During the global financial crisis, REITs did not achieve their objective as a defensive ballast for portfolios; however, conditions are very different today, notes CenterSquare's Scott Crowe.
Scott Crowe  Image courtesy of CenterSquare

We believe that conditions are ripe for continued outperformance from the REIT sector, as a period of slowing economic growth shifts the Fed from a three-year tightening cycle to the cusp of an easing cycle. At first glance, history tells a mixed picture of REIT performance during easing cycles―with examples of both outperformance and underperformance over the last 20 years. However, a closer look suggests that today’s investment back drop has a lot of the same ingredients as past cycles that demonstrated solid REIT performance.

Figure 1:

During the global financial crisis, REITs did not achieve their objective as a defensive ballast for portfolios, however conditions are very different today. Firstly, the Crisis was a housing-led slowdown, which spilled over to the commercial real estate market, and the housing market is on firmer footing today. Secondly, real estate pricing in 2007 was irrational, with cap rates nearly in line with debt costs and REIT balance sheets vulnerable to any correction in values. Today, however, the spread between the 10-year bond yields and cap rates is approximately 330 bps, which is one of the highest spreads in recent history, and REIT leverage levels are conservative (see Figure 2).

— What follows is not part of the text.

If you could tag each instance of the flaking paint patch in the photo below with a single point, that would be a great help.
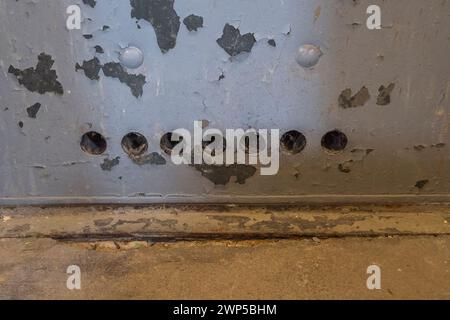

In fact, we believe the current investment context bears many similarities to business-led slowdown of 2001, with the subsequent easing cycle leading to significant REIT outperformance against an equity market that had experienced a multi-year late cycle bull run. REIT balance sheets were in a good position then and cap rates spreads to debt costs were high, much like today.  While valuation discounts vs. equities were more attractive in the early 2000s, today the relative multiple between REITs and equities is also toward the cheap end of where this metric has traded this cycle.

The other easing cycle we examine in Figure 1 is that of the late 1990s, which saw the Fed start cutting rates to sustain the economic cycle.  This is also not a good reference point for today’s situation and in fact, we believe a similar dynamic already happened this cycle, with the Fed pause followed by fiscal stimulus over 2016 -2018 having already driven equity prices into the last stage of the bull market this cycle.

Figure 2:

The cusp of a rate easing cycle can create an uncertain investment environment given it is usually correlated with a slowdown in growth, which in a late cycle environment can expose weaknesses in the economy. This cycle, however, we believe there is good reason to expect that the strength of the underlying fundamentals for REITs positions them for continued outperformance.

Scott Crowe is chief investment strategist for CenterSquare.